- 
                Notifications
    You must be signed in to change notification settings 
- Fork 6
CovJSON, CF-JSON and NCO-JSON #86
Description
There has been a discussion on the Climate and Forecast mailing list about different JSON formats for recording NetCDF data. Until this discussion I wasn't aware that there are a couple of other initiatives going on:
- CF-JSON (http://cf-json.org)
- NCO, which provides JSON output (http://nco.sf.net/nco.html#json)
The discussion revealed that these two initiatives are quite similar in aim to each other. They both aim to translate the NetCDF(-3) [edit/correction - NCO also supports NetCDF4] data model into JSON and apply the CF metadata conventions directly.
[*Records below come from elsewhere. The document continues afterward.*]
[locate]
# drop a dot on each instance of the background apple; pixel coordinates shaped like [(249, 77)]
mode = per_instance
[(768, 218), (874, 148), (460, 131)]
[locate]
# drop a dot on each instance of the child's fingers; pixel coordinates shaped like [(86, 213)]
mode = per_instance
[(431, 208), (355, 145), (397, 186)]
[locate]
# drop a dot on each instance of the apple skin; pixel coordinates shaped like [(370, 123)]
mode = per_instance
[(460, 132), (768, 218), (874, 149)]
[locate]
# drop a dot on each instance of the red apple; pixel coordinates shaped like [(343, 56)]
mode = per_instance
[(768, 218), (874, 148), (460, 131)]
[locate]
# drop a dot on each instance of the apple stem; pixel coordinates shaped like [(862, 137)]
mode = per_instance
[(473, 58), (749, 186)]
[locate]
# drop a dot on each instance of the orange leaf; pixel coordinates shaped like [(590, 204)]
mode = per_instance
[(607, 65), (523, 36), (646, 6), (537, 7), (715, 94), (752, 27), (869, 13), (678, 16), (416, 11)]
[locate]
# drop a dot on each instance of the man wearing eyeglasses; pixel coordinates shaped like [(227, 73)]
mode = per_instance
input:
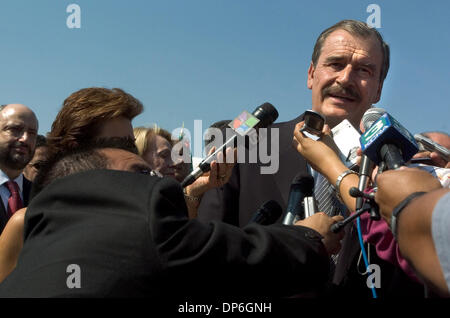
[(18, 131)]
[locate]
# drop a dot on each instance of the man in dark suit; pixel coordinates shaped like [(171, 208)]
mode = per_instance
[(125, 233), (349, 63), (18, 131)]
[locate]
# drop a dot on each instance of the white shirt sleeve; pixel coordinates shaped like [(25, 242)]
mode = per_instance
[(440, 229)]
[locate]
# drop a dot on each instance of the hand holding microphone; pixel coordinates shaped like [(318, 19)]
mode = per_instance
[(321, 223), (394, 186)]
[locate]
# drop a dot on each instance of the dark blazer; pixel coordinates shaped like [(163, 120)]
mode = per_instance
[(238, 200), (130, 236), (26, 197)]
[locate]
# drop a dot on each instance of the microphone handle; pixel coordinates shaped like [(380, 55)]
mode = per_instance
[(391, 155), (365, 170), (289, 218), (205, 165)]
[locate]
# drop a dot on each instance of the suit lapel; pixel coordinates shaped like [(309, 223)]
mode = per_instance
[(290, 161)]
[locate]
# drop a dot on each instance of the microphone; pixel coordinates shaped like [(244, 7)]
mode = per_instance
[(367, 165), (261, 117), (267, 214), (302, 186), (389, 142)]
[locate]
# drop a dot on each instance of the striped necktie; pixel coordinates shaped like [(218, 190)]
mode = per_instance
[(325, 197), (14, 202)]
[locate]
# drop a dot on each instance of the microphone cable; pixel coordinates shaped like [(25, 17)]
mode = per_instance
[(363, 251)]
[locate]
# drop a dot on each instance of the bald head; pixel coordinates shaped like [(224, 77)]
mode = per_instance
[(19, 110), (18, 131), (440, 137)]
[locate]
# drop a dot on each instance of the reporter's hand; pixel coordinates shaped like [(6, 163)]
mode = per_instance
[(435, 158), (395, 185), (321, 223), (219, 174)]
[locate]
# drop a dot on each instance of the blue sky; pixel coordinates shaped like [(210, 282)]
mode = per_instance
[(211, 59)]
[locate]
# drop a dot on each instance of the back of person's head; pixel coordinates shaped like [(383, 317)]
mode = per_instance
[(41, 141), (83, 112), (143, 134), (83, 158)]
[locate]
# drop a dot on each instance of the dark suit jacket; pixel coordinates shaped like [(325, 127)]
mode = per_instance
[(238, 200), (26, 196), (130, 236)]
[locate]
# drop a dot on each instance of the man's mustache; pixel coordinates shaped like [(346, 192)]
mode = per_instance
[(339, 90)]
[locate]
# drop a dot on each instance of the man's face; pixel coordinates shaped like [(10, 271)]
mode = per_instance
[(346, 80), (158, 155), (18, 131)]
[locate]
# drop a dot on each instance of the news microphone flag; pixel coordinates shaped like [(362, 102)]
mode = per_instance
[(387, 130)]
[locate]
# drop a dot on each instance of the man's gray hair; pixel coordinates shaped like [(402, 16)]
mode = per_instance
[(359, 29)]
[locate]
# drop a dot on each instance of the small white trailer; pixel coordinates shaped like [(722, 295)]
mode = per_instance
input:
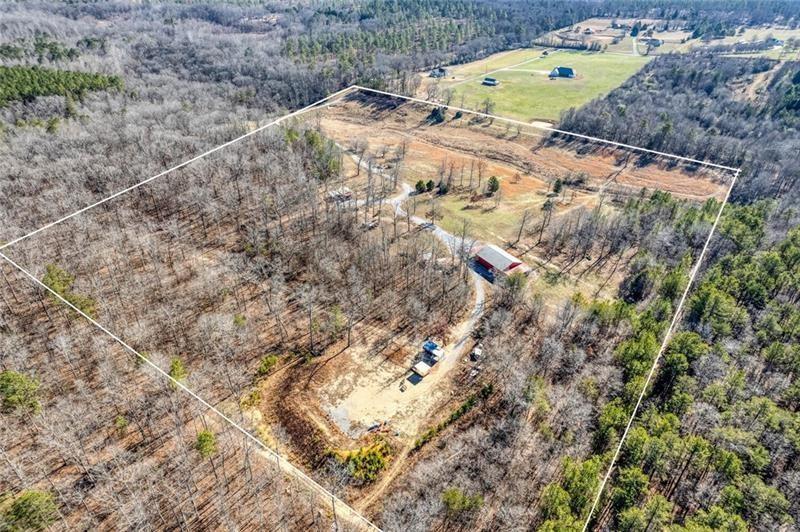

CovJSON does not have quite the same aim: it operates at a higher level of abstraction and does not mimic any particular existing format. Here are a few comparison points between CovJSON, CF-JSON and NCO, intended to stimulate discussion. I'm going to make a simplifying assumption that CF-JSON and NCO are very similar in respect of the points made here:
- 
CF-JSON and NCO are likely to be more familiar with users who are already comfortable with NetCDF and the CF conventions. 
- 
Conversely, users who are unfamiliar with CF/NetCDF may find CovJSON easier to understand (at least, that's our intention...). CovJSON does not assume that the data are "born in NetCDF format". 
- 
CovJSON borrows concepts from ISO and OGC standards, and may be conceptually more familiar to folk from those communities. It's intended to provide a "bridge" between what we might loosely call the "NetCDF community" and the "GIS community". 
- 
CovJSON cannot (yet) encode all possibilities afforded by CF/NetCDF. For example, cell methods and climatological time are not yet supported in CovJSON. So if entirely "lossless" encoding of CF-NetCDF in JSON is required, CF-JSON and NCO may be more appropriate choices. 
- 
The NetCDF(-3) data model struggles to accommodate certain types of data structures. It is quite a "flat" structure, and the mechanisms required to link relevant data together in a NetCDF file can be quite hard to understand. (Coordinate reference systems, and their links to dimensions and variables are one example. Encoding geometries is another.) I assume that JSON formats based directly on NetCDF will suffer from similar issues, forcing clients to implement some of the more complex parts of the CF conventions in order to piece the information back together. By contrast, CovJSON aims to repartition the same information in a way that is (hopefully) easier for clients to deal with, using the possibilities afforded by JSON. 
- 
By virtue of the above, I would argue that non-gridded data (e.g. observations from points or moving platforms), which often require the recording of geometries, trajectories and other "composite" coordinate types, are easier to encode and understand in CovJSON than in NetCDF. (Concretely, CovJSON provides the facility for "tuple" and "polygon" axis types: https://covjson.org/spec/#axis-objects. These require some gymnastics to encode in NetCDF.) 
- 
CovJSON provides mechanisms to partition large datasets among different files (e.g. holding range objects in separate files, the tiling scheme). This is done for "web-friendliness", i.e. avoiding large monolithic files. I'm not aware that CF-JSON and NCO have this facility, although I may be wrong. 
- 
On a more minor point of implementation, CovJSON encodes data values as flat, 1-D arrays (the reason why is explained here. CF-JSON and NCO use nested arrays. 
Discussion of the above points (and addition of new ones!) is most welcome. My intention is not to evangelise for CovJSON, but to point out points of similarity and departure (philosophically and structurally) between CovJSON, CF-JSON and NCO. If we can understand these points we'll be in a better place to discuss whether we should look at merging these initiatives.